So there I was, sitting in the vacant Khartoum airport as midnight slipped by toward one o’clock, with a gun-wielding soldier at my side to make sure I didn’t move. I’ve called myself an illegal immigrant at that particular moment, but it should hopefully be clear that I didn’t ever intend to try to enter Sudan without the proper papers: all the arrangements had been made in advance, but somebody dropped the ball. I soon found out who that somebody was.
Oddly enough, as I sat there with the threat of deportation or imprisonment looming over me, I didn’t feel worried at all. There was a deep sense of peace that had rested on me from the moment I was waved over into the official’s office; I can only attribute it to the many prayers that were said in my behalf from friends back home.
It was about half an hour later that a tall, big-bellied man with a broad smile sauntered into the airport, papers in hand. He was gregarious and self-possessed, and the customs officials all seemed to know him and to be on quite friendly terms with him. He grinned at me, waved, and then came up to shake my hand.
“Good evening and welcome to Sudan!” he beamed. “My name is Ali, and I am your travel agent here in Khartoum. I must apologize for not being here sooner, but I was stuck in traffic.”
This was a ridiculous excuse, and we both knew it—there are no midnight traffic jams in Khartoum—but it was clearly a polite cultural way to save face and pass smoothly over any disagreements. No doubt he had forgotten about my arrival, had gone to bed, only to be roused by a desperate phone call from my team leader Ernest.
But I didn’t mind; I was happy to have him there. He had documents in hand, and we went back into the corner office and breezed through the applications. Ali was cracking jokes in Arabic the whole way through, and whenever he told me to get out some cash to pay this or that entry fee, I did exactly as he said. Within just a few minutes, my passport was festooned with brightly-colored Arabic stickers, and they waved me through without even the compulsory check of my one piece of luggage. The customs agents just grinned and shook their heads at Ali’s jokes, slapped some yellow stickers on my suitcase to show (falsely) that it had passed inspection, and handed it over to me.
This was one of my first introductions to dealing with bureaucracy in Africa, as done by its expert practitioners—have money ready, keep smiling, and, above all, know the right people. So, with many prayers answered, I stepped out as a legal foreign worker into the hot, dry midnight air of Khartoum.
Ernest was outside the airport, waiting for me beside his car. He was a tall European fellow with blond hair. Looking back on it now, he was young to be a team leader in a place like that—in his late twenties, or thirty at most—but to me at twenty-one, he was enough my senior that I never gave it a second thought.
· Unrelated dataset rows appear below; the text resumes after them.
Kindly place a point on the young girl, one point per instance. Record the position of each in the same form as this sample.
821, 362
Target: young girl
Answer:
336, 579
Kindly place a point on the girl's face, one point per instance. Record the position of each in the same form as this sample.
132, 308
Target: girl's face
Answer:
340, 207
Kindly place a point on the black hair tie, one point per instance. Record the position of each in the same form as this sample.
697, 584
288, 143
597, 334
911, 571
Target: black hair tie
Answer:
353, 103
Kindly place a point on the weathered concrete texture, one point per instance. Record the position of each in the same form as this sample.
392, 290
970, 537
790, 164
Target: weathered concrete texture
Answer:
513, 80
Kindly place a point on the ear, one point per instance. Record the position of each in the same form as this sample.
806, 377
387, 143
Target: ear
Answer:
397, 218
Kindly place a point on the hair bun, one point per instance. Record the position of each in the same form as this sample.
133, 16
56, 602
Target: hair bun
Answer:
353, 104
The tenor of his voice in welcoming me betrayed the fact that he had experienced more than a bit of worry while pacing around his car. It was only when I met him, shook his hand and noticed the nervous quaver in his voice, that I truly realized what a dangerous situation I might have just been in a few minutes before.
He drove me through the dark, empty streets into a suburb called Diems, where our team made its home, and left me to sleep the remainder of the night in the house of Aaron and Anne, two young missionaries who were also from Europe. I was really too tired at that point to form much of an impression of them—I was grateful to be done with my journey, and to be in a safe place where I could sleep. Their house was built around a small inner courtyard, as many Sudanese homes are, and they led me to a little room just to one side, where I found a cot, crawled under its dusty mosquito net, and went to sleep.
I awoke a few hours later to the sight of sunlight streaming through the barred window of the room, and the wild, careening cry of “Allahu akhbar!” sounding from the loudspeakers of the mosque next door.